Le vingt-trois mai deux mille deux à onze heures trente
Lecture faite par mois des renseignements d'état civil et de la déclaration ci-dessus, j'y
persiste et n'ai rien à y changer, à y ajouter ou à y retrancher.
Le 23 mai 2002 à 15 heures, Nous, Major MERCIER Roger, Officier de Police Judiciaire,
poursuivons l'audition de Monsieur Norbert DABIRA qui déclare :
Question : Qui était le chef des forces armées congolaises en 1999?
Réponse: Il s'agissait du général de brigade NDOLOU Yvon Jacques.
Question: Quel était l'objet de la commission d'enquête dont vous avez fait état dans votre
audition ? Concernait-elle les disparus du BEACH ?
Réponse: l'objet de la commission d'enquête concernait des événements comme l'attaque de
l'académie militaire perpétrée par des «ninjas» et aussi des exactions commis par la force
publique : braquages, vols, tueries, règlements de compte entre «cobras» et aussi des
exactions commises par des «ninjas» repentis, passés du côté du pouvoir. C'était globalisant.
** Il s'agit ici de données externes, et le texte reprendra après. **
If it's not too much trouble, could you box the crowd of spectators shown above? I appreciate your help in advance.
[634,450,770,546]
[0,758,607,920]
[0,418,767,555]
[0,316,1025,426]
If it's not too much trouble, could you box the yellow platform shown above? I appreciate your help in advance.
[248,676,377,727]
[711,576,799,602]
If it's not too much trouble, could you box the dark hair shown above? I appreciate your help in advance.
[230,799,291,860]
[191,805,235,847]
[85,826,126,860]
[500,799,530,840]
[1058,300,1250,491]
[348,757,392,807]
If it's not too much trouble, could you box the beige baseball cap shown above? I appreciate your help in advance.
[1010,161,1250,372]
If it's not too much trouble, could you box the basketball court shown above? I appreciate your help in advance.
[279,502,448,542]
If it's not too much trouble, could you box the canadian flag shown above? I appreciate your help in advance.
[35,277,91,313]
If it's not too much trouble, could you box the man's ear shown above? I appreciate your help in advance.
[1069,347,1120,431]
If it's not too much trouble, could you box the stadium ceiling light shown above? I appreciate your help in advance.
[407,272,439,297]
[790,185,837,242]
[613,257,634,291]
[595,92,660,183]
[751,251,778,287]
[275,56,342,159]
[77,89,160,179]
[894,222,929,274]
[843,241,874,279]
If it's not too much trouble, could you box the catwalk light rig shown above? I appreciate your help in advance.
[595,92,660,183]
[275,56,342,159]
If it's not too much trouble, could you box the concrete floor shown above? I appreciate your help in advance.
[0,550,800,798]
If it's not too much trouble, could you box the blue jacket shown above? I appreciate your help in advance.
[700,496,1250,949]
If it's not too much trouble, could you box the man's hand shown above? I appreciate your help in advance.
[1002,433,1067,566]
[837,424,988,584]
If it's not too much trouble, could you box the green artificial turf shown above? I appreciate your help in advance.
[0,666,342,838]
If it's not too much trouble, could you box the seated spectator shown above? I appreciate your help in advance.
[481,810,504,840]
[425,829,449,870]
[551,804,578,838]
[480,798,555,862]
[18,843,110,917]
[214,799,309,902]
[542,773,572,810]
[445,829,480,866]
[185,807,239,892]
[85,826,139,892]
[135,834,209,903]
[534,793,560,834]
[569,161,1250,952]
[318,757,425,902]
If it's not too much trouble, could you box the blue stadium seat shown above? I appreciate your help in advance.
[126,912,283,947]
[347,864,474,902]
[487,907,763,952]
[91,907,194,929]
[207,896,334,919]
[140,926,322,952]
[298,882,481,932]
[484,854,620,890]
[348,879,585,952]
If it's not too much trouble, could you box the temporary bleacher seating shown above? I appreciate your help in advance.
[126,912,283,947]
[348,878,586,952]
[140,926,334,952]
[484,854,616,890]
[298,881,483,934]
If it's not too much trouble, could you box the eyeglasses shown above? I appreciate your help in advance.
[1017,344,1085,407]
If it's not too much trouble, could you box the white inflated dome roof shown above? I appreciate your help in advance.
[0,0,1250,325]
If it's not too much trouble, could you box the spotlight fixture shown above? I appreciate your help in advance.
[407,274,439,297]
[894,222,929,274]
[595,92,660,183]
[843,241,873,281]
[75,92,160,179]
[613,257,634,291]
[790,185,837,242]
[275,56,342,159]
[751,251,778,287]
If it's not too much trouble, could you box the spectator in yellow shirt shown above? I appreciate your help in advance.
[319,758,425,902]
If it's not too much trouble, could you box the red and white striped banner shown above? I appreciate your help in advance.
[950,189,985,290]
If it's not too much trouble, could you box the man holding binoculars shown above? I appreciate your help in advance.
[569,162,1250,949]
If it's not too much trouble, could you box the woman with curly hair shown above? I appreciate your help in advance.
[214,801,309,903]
Parmi les exactions qui ont été commises, il a été aussi question de personnes qui avaient été
enlevées au BEACH. En général, il s'agissait d'exactions commises sur les populations
civiles par des éléments non contrôlés, des bandits qui agissaient pour leur propre compte.
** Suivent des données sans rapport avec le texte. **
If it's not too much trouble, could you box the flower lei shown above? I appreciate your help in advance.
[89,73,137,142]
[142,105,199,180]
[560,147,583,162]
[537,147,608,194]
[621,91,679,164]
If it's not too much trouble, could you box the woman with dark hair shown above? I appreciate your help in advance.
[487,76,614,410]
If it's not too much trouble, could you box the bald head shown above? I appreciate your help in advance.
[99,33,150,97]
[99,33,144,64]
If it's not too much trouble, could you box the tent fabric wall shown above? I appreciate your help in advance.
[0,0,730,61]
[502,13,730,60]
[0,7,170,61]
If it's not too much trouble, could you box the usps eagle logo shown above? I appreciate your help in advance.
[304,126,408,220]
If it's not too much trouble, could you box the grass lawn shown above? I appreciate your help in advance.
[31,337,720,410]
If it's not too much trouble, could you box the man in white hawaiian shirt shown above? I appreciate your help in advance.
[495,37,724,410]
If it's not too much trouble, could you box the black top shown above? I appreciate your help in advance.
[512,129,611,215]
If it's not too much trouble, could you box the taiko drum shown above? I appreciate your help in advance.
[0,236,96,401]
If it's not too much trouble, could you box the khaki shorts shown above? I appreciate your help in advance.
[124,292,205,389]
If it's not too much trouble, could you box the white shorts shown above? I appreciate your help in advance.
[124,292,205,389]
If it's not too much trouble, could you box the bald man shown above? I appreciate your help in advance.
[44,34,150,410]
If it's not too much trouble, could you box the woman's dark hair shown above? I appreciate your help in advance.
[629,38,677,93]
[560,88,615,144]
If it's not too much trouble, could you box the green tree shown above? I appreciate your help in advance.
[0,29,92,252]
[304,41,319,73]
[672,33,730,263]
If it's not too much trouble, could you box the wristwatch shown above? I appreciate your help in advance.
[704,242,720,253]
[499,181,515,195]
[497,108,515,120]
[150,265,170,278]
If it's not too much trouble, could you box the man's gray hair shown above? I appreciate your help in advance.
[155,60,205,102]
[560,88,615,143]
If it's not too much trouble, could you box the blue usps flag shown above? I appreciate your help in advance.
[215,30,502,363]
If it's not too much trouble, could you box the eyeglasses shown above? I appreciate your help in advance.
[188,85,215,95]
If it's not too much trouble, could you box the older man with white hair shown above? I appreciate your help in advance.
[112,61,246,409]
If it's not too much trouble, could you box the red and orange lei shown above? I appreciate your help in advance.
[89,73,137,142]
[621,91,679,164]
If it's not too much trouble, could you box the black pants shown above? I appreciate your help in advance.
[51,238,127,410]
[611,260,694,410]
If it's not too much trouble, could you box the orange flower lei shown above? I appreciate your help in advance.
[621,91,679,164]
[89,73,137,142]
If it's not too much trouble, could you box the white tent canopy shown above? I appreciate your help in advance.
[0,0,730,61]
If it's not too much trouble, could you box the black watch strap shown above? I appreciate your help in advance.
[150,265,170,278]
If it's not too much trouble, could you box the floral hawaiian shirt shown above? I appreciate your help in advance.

Question : Quels types d'investigations avez-vous effectuées dans le cadre de cette
commission d'enquête?
Réponse: La commission d'enquête qui s'est réunie, a procédé à des auditions de militaires,
principalement ceux de l'académie qui avaient fui, laissant la place aux «ninjas» qui ont
incendié les bâtiments. Sur les exactions, on a pu entendre quelques témoins qui s'étaient
présentés à nous, désignant ceux qui pillaient, braquaient, etc.
Question :Des auditions ont-elle été conduites concernant les disparus du BEACH?
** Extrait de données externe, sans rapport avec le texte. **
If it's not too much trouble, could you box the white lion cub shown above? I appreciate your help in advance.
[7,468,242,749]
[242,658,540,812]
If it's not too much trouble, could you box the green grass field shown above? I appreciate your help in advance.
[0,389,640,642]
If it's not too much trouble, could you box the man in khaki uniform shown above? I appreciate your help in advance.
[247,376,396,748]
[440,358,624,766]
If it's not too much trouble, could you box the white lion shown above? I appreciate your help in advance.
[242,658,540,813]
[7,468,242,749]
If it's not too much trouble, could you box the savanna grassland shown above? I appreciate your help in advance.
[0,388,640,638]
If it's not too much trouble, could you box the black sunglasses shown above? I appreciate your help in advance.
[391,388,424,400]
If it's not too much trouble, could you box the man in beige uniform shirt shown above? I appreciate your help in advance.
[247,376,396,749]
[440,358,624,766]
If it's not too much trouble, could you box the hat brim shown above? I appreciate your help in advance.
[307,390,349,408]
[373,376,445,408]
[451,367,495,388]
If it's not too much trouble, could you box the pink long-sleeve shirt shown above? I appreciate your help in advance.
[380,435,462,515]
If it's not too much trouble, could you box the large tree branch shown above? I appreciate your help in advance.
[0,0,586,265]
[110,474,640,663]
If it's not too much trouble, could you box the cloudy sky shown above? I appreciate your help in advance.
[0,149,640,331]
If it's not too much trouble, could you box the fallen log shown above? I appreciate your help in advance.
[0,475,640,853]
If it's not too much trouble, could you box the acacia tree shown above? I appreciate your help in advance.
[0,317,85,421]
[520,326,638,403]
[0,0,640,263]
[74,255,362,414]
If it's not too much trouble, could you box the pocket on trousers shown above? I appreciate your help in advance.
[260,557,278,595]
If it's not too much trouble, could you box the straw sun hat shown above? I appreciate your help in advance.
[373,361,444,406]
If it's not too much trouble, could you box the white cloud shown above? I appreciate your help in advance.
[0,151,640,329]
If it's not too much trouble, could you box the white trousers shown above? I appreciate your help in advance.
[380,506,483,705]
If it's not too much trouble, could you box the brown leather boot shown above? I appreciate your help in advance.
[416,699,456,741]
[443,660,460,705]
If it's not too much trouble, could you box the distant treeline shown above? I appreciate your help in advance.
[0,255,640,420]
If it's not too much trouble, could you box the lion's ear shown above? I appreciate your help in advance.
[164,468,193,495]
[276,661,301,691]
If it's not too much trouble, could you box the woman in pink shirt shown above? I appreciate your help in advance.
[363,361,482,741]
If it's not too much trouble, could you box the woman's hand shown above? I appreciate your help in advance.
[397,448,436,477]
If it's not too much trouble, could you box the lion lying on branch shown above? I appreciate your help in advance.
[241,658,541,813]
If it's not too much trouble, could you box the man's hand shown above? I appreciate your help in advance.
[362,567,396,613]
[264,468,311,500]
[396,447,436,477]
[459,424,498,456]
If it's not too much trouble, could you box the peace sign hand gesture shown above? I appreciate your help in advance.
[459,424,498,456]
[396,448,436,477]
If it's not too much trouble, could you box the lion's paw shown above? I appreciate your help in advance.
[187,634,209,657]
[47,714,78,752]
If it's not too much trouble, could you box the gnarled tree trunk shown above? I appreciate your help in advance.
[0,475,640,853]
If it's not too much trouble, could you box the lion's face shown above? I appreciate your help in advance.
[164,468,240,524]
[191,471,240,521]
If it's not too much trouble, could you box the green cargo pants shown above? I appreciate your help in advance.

Réponse: Il n'y a pas eu de plainte directement déposée devant nous. Nous avons entendu
parler que les gens qui se plaignaient mais je ne suis pas capable de dire qui faisait quoi.
Après les émissions à la radio, c'était devenu de notoriété publique. Personnellement, je n'ai à
aucun moment été en présence d'un cadavre. Jamais un parent de disparu, ni un rescapé n'a
pu me trouver, mis à part le cas de TOUANGA Marcel qui est venu mais n'a pas pu me voir.
Question : les travaux de la commission ont-ils abouti à des actions concrètes?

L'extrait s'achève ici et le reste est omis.